Monday, May 10, 2010

Chicken

"STOP!" I screamed for the fifteenth time today, and millionth this month (and it isn't even the tenth yet).

Zoe seemed destined to end up as a hood ornament on a neighbor's minivan or SUV, as she truly seems drawn to the street. She will sit in a cute little dress, pigtails with matching bows fluttering in the breeze, and then dart like a rabid gazelle into the black top of horror, our street.

Yes, we live on a cul-de-sac. In a small town. In a sleepy state. BUT IT IS STILL THE STREET. The street where every so often you turn on CNN to see a too-somber reporter preening at a children's hospital where another negligent mom turned her back - for 1/100th of a second (how dare she?) - to let this poor waif run into the street to meet her destiny with a UPS truck. They never show the other side of the story, the one where the mom has been thisclose to using duct tape, string, and a staple gun to keep said waif on the safer side of the sidewalk, as pleads/lessons/scoldings/spanks/and sheer frustration do nothing to keep kids (like ours) from chasing butterflies/bubbles/bumble bees/breezes into dangerous territory.

I do not want to be a statistic. I want my daughter to remain bipedal with use of her arms, brain, and all five senses. I watch the Discovery Channel. I know what can happen.

When Zoe did this in California while visiting TT & Bobsa my mom didn't hesitate to swallow her words about the horrific kid-leashes and try to wrangle my monkey into a leash with a monkey attached to her back once she played dodge-the-Lexus a few too many times. Zoe relaxed, pulled us around, and then acted like it was vaccination time at the pediatricians office as she hopped, hollered, and kicked herself away from our gentle lead. Even a (quick) jerk of the tail didn't stop her, just jerked her chain. It didn't go so well and after a quick trial run, we had one pissed monkey and one tailless monkey.

Plan B?

Scare the living poop out of her. Tell her what cars can do to little kids.
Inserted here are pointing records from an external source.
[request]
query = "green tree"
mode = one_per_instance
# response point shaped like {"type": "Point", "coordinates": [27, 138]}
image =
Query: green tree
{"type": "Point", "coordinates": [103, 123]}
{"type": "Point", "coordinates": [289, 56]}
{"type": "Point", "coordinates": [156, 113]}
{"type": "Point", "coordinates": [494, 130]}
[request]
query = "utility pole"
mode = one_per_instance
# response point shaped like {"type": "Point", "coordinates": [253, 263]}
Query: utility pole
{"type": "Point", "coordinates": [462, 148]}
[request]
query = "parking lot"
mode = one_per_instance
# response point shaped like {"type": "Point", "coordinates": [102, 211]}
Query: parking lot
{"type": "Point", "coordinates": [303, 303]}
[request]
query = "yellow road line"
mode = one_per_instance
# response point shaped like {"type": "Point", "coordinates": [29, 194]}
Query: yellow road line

"I gonna be a pancake, mom? With syrup? I only wanna be a pancake with syrup AND butter. I hate pancakes without butter. Mom, do you like pancakes? How do cars make kids into pancakes? Do they use eggs? Can I crack them, Mom? Can I?"

Plan C?

Take away things she likes each time she misbehaves and runs into the street.

Once I had a pink metal collection of trikes, bikes, baby strollers, and a nice array of sand toys and a child who thinks dodge-the-mini is an awesome way to wither away an afternoon, I resorted to a spank.

Just as the Iowa "breeze" picked her up, my hand hit her butt and she looked like she would catapult into the prairie wind without a second to lose.

"OWWWWWWWWWWWWWWWWWWE!" she yelled, fake crying and flailing about.

"Zoe, mommy hates to spank you but you may not EVER go into the street."

The tears abruptly stopped.

"What about when I help pull in the trash can? Or hold your hand to go to Regan's house? Or when Grant and Chase let me play ball with them? Or when I get the mail?"

"You need to be holding an adult's hand to go into the street."

"Ok!"

"Ok? You understand?"

"Got it."

A smile came upon my face as I knew my little prodigy got the concept and would abide by my rules.

Hours later we pulled out of the driveway, on our way to Costco, and I hear a clicking - nope, make that tisking, sound from the back seat.

"Mommy is in trouble! Mommy is in trouble!"

"Slowing the mini, I turned around and said, "Why am I in trouble, Z?"

"We are in the street and you didn't hold my hand!"

Sure enough, we were stopped in the middle of the cul-de-sac, the street, if you will, and my safely strapped in child was gloating in the fact that I, somehow, broke my own rules of "always hold hands in the street".

Just as I sat back in my seat wondering how to explain the difference to the Queen of Why's, she said, "Don't worry, Mom! I still love you. And if you were a pancake, I'd love you even more!"